Just as small businesses are more prone to employee fraud and theft because they tend to lack policies and procedures for preventing fraud, family offices also tend to lack adequate anti-fraud controls, which can put them at higher risk.
Many think a small office with fewer employees makes it easier to monitor and control fraud. However, the fewer employees, the more difficult internal controls become. Smaller organizations are more often victims of occupational fraud and tend to suffer disproportionately large losses, according to a 2014 global study by the Association of Certified Fraud Examiners (ACFE).
The culprit could be a rogue employee or even a previously trustworthy employee who has had a life-changing event with financial implications, such as the death or disability of a spouse or a divorce.
Although the family may have complete trust in its internal team, it should still take some steps to minimize risk.

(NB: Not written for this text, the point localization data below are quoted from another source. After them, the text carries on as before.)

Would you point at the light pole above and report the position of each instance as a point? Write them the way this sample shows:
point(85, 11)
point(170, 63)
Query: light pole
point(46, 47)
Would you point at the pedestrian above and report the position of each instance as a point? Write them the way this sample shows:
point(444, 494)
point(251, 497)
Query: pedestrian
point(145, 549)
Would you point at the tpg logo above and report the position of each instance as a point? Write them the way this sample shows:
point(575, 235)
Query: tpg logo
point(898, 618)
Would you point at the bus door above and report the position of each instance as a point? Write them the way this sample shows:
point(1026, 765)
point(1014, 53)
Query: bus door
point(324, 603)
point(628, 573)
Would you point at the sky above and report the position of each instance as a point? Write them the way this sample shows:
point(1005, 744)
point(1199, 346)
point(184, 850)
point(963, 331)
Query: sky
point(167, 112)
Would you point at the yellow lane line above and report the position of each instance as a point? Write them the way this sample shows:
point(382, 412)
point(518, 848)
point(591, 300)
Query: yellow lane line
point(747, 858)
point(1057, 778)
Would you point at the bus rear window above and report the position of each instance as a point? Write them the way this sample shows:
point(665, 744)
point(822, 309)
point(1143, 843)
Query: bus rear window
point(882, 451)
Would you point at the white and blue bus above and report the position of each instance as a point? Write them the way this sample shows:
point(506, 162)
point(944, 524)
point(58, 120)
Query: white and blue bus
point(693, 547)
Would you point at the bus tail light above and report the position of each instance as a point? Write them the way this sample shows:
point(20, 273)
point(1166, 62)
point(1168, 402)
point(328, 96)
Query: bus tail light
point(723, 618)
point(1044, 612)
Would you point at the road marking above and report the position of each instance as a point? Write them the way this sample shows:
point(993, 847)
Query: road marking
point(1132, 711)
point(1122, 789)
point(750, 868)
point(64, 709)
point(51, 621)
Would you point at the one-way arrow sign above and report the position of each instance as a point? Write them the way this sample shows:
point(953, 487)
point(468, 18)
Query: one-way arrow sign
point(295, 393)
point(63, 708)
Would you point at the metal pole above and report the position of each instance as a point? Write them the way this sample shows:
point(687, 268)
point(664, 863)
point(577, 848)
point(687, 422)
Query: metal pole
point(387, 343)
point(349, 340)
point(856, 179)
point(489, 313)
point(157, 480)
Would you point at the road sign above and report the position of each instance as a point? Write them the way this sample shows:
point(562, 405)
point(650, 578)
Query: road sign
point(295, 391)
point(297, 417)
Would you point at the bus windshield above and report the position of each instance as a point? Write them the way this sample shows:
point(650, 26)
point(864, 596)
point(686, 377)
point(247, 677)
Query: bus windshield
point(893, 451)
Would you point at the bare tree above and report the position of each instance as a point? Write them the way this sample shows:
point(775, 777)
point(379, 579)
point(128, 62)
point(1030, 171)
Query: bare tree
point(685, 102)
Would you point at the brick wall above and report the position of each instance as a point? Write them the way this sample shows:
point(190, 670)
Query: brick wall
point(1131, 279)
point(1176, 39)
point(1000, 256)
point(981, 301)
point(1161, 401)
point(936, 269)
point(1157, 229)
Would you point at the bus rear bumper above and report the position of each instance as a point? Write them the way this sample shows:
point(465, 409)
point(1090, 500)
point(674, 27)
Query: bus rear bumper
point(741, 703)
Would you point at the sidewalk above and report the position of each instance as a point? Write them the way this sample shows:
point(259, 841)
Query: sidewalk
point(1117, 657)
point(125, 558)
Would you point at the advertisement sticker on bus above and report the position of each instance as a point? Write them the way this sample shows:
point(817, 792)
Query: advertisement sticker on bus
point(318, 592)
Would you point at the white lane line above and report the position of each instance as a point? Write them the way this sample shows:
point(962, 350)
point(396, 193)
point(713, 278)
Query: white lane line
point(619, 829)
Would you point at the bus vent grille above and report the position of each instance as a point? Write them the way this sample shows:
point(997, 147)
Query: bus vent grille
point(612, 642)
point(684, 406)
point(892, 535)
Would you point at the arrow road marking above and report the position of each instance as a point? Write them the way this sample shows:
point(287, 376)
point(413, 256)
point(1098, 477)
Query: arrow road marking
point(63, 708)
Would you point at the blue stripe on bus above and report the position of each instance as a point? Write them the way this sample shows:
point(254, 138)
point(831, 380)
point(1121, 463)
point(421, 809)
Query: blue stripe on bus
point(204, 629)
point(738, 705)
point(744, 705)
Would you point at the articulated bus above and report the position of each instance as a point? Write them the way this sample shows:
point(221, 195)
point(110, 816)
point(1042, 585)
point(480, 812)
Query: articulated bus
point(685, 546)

Implement Internal Controls
Internal controls are a series of systems and procedures designed to serve as the first line of defense in safeguarding a company’s assets. A family office is no different. While not a 100 percent guarantee, internal controls, if properly structured, can go a long way towards helping to protect a family office against theft and fraud. The 2014 ACFE study found that organizations with anti-fraud controls in place experienced significantly lower fraud losses than organizations without those controls.
As a family office’s objectives and structure change, management should continually evaluate controls to assess their effectiveness. Breakdowns in controls can occur, including human error, deliberate circumvention, management override and even collusion.
Minimize Opportunities for Fraud
The fraud triangle model illustrates the three conditions that are present for occupational fraud to occur: opportunity, rationalization and motivation (financial pressure). Of these, opportunity is the one area that employers can proactively minimize, and it’s one of the most effective ways to reduce fraud risk.
If a family office has inadequate internal controls and poor segregation of duties, there will be more opportunities for employee fraud. A lack of separation of duties can also lead to losses. Your family office clients should ask the following questions about their offices:
- Are controls in place for proper handling of incoming checks and cash?
- Are bank reconciliations and vendor lists regularly reviewed by someone other than authorized persons originating them?
- Does an employee with signature authority have access to check stock?
- Does an employee who originates checks have authority to add vendors?
- Is check stock regularly counted by someone not involved in disbursements?
Consider External Solutions
Separating duties is challenging if there are only a few people in an office. So what can a small family office do?
Many high-net-worth families hire employees to take care of the day-to-day details. However, in a small office, the family members may have to get more involved in implementing and assessing controls.
Alternatively, a family could hire an independent accounting firm with expertise in family office management. For example, a qualified firm could prepare or review bank reconciliations, count check stock, oversee the disbursement process or even handle the entire administration and management of the family’s affairs. Further, the firm can perform an audit of the financial statements of the family’s main investment entities to validate proper accounting methods and controls. While a financial statement audit isn’t designed to detect fraud, testing of controls and transactions can lead to the discovery of wrongdoing.
An in-depth internal control analysis can help identify areas of weakness and concern. The analysis should focus on the accounting policies and procedures in place, including disbursements and receipts of the office’s funds. The analysis can identify potential problem areas and provide recommendations that, if properly implemented, can help a family office maintain:
- Efficient operations and effective use of the office’s resources;
- Accurate financial internal and external reports; and
- Compliance with applicable laws and regulations.
Finally, periodic surprise internal control reviews can help keep employees on their toes and verify that implemented controls are still being followed.